Range Penalization: Theoretical Insights with Applications in Federated Learning

Pith reviewed 2026-06-27 11:31 UTC · model grok-4.3

classification 📊 stat.ML cs.LGmath.STstat.MEstat.TH
keywords range regularizationfederated learningstatistical accuracypattern recoverypolar clusteringnonasymptotic analysisoptimization algorithm
0
0 comments X

The pith

Range penalization enhances statistical accuracy and induces cross-client regularity in federated learning with linear systematic components.

A machine-rendered reading of the paper's core claim, the machinery that carries it, and where it could break.

This paper proposes range regularization for federated learning to boost statistical accuracy and create regularity across clients that supports efficient coding and resource use. The approach finds features that share the same weights among clients and groups the weights of personalized features toward their extreme values, called polar clustering. Theoretical analysis is difficult because the regularizer is a seminorm and cannot be decomposed easily. New proof methods are introduced to provide nonasymptotic bounds on statistical accuracy and to guarantee recovery of the underlying patterns. A fast optimization algorithm is developed that takes advantage of different levels of local strong convexity to cut down on the number of iterations needed.

Core claim

Range regularization applied to federated learning estimators with linear systematic components achieves enhanced statistical accuracy and induces cross-client regularity through the identification of shared weights and polar clustering of personalized feature weights, with new proof techniques overcoming the seminorm and non-decomposability to deliver nonasymptotic analysis and faithful pattern recovery, complemented by a fast optimization algorithm leveraging local strong convexity.

What carries the argument

The range regularizer, which penalizes differences in weights across clients to promote either shared weights or clustering at extreme values.

If this is right

  • Enhanced statistical accuracy for the estimators in federated settings.
  • Induced cross-client regularity that aids quantization, coding, and resource efficiency.
  • Faithful recovery of shared and personalized patterns.
  • Reduced iteration complexity in the optimization process due to local strong convexity.

Where Pith is reading between the lines

These are editorial extensions of the paper, not claims the author makes directly.

  • These techniques might generalize to other regularizers with similar seminorm properties in distributed estimation problems.
  • The polar clustering could be tested in settings with nonlinear models to see if similar regularity emerges.
  • Applications beyond federated learning, such as in multi-task learning with shared components, may benefit from the range penalization approach.

Load-bearing premise

The new proof techniques can overcome the seminorm nature and non-decomposability of the range regularizer to achieve the nonasymptotic statistical accuracy and pattern recovery guarantees.

What would settle it

A simulation where the range-penalized federated estimator does not show improved accuracy or fails to recover the shared features compared to standard methods would challenge the central claims.

Figures

Figures reproduced from arXiv: 2606.10916 by Yifan Sun, Yiyuan She, Zhaojun Hu.

Figure 1
Figure 1. Figure 1: As λ varies in the proximity problem, enforcing the range penalty can produce estimates with distinct components, estimates that cluster at extreme values, and a uniform estimate.

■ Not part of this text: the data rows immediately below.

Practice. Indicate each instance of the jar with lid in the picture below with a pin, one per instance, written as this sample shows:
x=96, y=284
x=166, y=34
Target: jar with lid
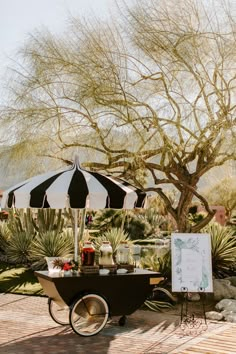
x=105, y=257
x=122, y=256
x=88, y=254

The effects of shrinkage on extreme values and polar clustering are evident. and λ := 1 2 Xm k=1 |yk − y¯| (= ∥y∥R∗ = 1 2 ∥P⊥ Ky∥1). (11) Suppose λ ∈ [¯ck1 , c¯k1+1) and λ ∈ [ck2 , ck2+1) for some k1 = k1(λ), k2 = k2(λ) ∈ [m] and… view at source ↗
read the original abstract

This paper introduces range regularization for federated learning with linear systematic components to enhance statistical accuracy and induce cross-client regularity conducive to quantization, coding, and resource efficiency. Our approach identifies features with shared weights across different clients and adaptively clusters the weights of personalized features at extreme values, a process we refer to as polar clustering. Theoretical analysis of the associated estimators poses significant challenges due to the seminorm nature and non-decomposability of the regularizer. We develop new proof techniques for the nonasymptotic analysis of statistical accuracy and faithful pattern recovery. Moreover, a fast optimization algorithm that leverages varying degrees of local strong convexity is proposed to reduce iteration complexity. Experiments support the efficacy and efficiency of the proposed approach.

Editorial analysis

A structured set of objections, weighed in public.

Desk editor's note, referee report, simulated authors' rebuttal, and a circularity audit. Tearing a paper down is the easy half of reading it; the pith above is the substance, this is the friction.

Referee Report

1 major / 0 minor

Summary. The paper introduces range regularization for federated learning with linear systematic components. The method identifies features with shared weights across clients and performs polar clustering on personalized features by adaptively driving their weights to extreme values. It claims new proof techniques to overcome the seminorm nature and non-decomposability of the regularizer for nonasymptotic statistical accuracy and faithful pattern recovery, proposes a fast optimization algorithm exploiting local strong convexity, and reports experiments supporting efficacy.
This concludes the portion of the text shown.